While Apple (AAPL) and several of its suppliers have muscled higher this week, thanks to pre-earnings optimism and a positive Apple earnings reaction, the shares of Broadcom (AVGO) have struggled. The company on Monday cut the top end of its current-quarter revenue forecast, citing weak wireless chip demand, and AVGO shares are now testing familiar support. However, if recent history is any indicator, AVGO stock could be due to bounce in the short term.
Broadcom stock was last seen 0.6% lower to trade at $228.89. The $228-$230 neighborhood has emerged as a key foothold for AVGO in 2018, containing the equity’s pullback amid the early February stock market correction, and acting as a cushion during last month’s semiconductor swoon. This area also provided a floor for AVGO in late 2017, when the shares were on their way to November’s record high.

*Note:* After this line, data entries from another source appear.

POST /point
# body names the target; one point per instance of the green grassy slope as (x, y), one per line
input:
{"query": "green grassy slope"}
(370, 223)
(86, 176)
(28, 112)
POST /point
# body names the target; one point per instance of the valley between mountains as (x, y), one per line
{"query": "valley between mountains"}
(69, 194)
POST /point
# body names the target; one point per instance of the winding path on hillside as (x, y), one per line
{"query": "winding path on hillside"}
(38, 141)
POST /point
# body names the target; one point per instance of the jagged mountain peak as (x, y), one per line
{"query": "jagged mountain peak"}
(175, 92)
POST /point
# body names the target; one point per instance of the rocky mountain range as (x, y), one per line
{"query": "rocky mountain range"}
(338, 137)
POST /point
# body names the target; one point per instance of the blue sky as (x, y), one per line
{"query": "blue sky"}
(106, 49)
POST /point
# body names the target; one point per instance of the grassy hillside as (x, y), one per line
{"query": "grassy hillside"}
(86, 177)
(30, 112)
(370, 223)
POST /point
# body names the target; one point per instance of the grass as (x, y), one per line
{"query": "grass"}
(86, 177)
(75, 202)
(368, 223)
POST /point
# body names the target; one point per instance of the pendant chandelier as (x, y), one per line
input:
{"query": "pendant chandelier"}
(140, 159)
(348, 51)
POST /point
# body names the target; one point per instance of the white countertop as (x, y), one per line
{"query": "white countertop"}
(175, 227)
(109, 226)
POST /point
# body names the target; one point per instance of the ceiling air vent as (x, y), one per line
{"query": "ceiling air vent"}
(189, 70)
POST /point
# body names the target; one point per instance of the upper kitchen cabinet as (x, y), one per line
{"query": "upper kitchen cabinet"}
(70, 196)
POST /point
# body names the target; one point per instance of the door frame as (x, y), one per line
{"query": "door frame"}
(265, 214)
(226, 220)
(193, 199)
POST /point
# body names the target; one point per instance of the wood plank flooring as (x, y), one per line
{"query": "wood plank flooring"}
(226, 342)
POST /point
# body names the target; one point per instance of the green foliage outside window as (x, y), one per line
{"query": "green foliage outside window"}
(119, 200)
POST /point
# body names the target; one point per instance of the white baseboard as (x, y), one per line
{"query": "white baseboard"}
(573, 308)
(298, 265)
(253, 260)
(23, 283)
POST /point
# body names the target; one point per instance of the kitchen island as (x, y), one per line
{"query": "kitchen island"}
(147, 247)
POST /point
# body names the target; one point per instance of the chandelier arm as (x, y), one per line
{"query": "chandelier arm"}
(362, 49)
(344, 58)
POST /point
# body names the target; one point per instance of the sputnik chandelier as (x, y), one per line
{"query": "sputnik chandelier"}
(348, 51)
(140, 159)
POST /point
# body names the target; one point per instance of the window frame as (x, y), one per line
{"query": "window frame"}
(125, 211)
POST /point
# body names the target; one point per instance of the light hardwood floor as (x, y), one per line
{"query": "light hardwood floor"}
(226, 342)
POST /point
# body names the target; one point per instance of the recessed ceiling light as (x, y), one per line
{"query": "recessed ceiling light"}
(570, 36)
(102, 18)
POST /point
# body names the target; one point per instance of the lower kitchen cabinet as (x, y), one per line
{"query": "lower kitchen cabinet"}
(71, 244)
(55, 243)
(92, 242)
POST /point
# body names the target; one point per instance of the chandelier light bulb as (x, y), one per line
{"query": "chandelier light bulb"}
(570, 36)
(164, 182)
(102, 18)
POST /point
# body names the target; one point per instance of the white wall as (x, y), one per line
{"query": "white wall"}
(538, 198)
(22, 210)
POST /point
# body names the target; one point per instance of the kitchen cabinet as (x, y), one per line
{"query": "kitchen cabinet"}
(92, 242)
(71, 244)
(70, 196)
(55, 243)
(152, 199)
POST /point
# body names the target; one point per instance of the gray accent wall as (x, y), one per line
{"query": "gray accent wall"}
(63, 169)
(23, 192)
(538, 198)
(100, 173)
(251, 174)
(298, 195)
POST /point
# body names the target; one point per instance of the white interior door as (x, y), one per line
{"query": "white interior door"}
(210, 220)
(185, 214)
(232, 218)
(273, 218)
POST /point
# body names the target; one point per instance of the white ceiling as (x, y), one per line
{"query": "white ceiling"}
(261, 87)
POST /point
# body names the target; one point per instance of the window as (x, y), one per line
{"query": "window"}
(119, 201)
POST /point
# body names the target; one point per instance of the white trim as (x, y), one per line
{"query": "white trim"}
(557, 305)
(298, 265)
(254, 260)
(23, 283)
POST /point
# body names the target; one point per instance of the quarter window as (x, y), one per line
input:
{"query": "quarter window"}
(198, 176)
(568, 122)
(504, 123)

What we found interesting, from a historical data standpoint, is that AVGO has been among the best S&P 500 stocks to own in the month of May. The Apple supplier has ended the month higher 88% of the time, looking back 10 years, and averaged a healthy gain of 8.51% — the second-best of all SPX stocks — according to data from Schaeffer’s Senior Quantitative Analyst Rocky White. From current levels, a similar rally would put Broadcom shares around $248.37 in no time.

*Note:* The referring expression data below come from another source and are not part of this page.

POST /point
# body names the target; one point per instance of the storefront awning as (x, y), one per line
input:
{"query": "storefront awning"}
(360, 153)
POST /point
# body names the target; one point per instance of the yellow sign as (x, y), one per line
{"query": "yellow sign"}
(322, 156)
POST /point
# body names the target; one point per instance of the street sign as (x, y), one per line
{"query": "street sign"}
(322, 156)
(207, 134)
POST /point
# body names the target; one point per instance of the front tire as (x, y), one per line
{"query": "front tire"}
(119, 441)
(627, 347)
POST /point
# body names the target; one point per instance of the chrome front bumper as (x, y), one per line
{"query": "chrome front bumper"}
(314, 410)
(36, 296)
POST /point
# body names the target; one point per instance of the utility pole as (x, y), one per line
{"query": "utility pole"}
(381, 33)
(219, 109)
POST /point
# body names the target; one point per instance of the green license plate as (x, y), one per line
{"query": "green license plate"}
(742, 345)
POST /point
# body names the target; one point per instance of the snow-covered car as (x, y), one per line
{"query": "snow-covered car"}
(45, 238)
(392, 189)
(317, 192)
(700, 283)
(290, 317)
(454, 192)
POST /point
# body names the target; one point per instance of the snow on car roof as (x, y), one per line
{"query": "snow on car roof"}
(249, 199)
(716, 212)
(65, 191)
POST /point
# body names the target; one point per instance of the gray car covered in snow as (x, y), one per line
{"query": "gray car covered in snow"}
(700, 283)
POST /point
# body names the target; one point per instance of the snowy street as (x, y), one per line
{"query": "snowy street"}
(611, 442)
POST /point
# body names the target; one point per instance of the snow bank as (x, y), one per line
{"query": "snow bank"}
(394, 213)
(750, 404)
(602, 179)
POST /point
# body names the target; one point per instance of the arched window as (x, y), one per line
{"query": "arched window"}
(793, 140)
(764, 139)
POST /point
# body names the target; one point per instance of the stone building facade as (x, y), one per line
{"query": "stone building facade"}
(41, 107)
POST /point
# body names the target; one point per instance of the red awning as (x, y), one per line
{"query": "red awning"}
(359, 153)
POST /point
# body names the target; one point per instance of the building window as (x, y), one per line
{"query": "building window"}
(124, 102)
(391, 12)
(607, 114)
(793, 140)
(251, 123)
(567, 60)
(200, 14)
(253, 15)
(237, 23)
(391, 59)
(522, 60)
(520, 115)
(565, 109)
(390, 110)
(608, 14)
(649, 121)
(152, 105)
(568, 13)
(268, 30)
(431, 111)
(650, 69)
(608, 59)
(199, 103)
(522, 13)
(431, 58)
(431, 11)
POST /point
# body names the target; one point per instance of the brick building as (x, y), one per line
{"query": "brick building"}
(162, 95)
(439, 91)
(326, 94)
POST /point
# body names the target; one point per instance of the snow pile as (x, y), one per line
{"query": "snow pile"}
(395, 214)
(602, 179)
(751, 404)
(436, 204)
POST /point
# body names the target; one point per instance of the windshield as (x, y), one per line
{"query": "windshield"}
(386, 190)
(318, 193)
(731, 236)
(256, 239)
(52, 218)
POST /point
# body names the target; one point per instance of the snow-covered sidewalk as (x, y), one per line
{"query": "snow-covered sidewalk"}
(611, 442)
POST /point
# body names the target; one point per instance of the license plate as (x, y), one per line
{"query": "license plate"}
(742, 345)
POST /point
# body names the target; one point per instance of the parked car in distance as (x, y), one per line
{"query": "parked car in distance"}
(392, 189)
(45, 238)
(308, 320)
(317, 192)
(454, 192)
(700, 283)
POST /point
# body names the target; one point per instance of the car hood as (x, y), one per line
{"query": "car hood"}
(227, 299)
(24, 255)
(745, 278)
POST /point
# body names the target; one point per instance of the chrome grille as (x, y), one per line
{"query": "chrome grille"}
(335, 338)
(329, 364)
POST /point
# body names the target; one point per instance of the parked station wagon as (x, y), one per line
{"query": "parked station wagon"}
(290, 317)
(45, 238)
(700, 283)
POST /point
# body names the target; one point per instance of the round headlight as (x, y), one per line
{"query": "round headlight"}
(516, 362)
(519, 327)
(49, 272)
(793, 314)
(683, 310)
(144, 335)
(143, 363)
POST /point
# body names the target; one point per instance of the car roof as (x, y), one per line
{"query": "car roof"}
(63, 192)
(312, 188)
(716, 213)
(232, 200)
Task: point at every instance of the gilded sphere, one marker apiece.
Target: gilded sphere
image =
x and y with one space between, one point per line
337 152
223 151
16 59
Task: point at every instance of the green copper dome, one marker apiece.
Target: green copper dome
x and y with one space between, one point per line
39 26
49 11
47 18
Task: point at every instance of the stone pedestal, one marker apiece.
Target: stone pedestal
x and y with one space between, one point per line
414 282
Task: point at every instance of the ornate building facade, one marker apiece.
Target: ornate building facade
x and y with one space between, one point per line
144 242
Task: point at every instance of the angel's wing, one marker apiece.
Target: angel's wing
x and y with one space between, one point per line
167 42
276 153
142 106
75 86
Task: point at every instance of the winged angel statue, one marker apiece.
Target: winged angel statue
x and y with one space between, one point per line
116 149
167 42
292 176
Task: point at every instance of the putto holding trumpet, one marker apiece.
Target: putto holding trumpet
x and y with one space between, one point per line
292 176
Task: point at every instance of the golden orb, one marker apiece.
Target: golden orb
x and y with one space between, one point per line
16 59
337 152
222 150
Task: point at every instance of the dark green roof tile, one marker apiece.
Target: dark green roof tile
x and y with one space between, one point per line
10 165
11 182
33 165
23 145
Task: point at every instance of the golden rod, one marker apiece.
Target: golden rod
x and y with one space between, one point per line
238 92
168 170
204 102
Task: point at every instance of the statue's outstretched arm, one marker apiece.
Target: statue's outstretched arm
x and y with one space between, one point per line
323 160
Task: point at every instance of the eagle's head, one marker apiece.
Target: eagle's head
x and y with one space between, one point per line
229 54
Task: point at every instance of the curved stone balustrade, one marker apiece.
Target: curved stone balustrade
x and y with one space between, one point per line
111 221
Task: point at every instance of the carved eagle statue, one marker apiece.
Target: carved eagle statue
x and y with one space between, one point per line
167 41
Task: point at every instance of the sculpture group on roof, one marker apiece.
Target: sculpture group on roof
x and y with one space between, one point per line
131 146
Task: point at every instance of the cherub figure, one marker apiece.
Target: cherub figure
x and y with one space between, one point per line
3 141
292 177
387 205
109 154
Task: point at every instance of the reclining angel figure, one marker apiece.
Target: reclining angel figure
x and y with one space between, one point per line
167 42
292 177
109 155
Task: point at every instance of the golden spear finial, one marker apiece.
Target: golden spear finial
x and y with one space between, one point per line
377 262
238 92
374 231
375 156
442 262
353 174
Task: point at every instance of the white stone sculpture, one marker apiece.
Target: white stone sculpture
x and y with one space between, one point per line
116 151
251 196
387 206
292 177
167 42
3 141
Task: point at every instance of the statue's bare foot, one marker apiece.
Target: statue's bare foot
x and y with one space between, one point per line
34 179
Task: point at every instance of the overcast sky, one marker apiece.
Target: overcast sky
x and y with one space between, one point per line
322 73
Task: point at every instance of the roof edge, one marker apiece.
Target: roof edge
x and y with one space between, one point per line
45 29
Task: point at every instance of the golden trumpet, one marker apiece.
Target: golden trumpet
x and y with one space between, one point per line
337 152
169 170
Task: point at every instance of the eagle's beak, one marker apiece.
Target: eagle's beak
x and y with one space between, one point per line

If history does repeat for AVGO, an exodus of recent option bears could add fuel to the stock’s fire. On the International Securities Exchange (ISE), Chicago Board Options Exchange (CBOE), and NASDAQ OMX PHLX (PHLX), the stock’s 10-day put/call volume ratio registers in the 74th percentile of its annual range. This indicates a healthier-than-usual appetite for bearish option bets over bullish during the past two weeks.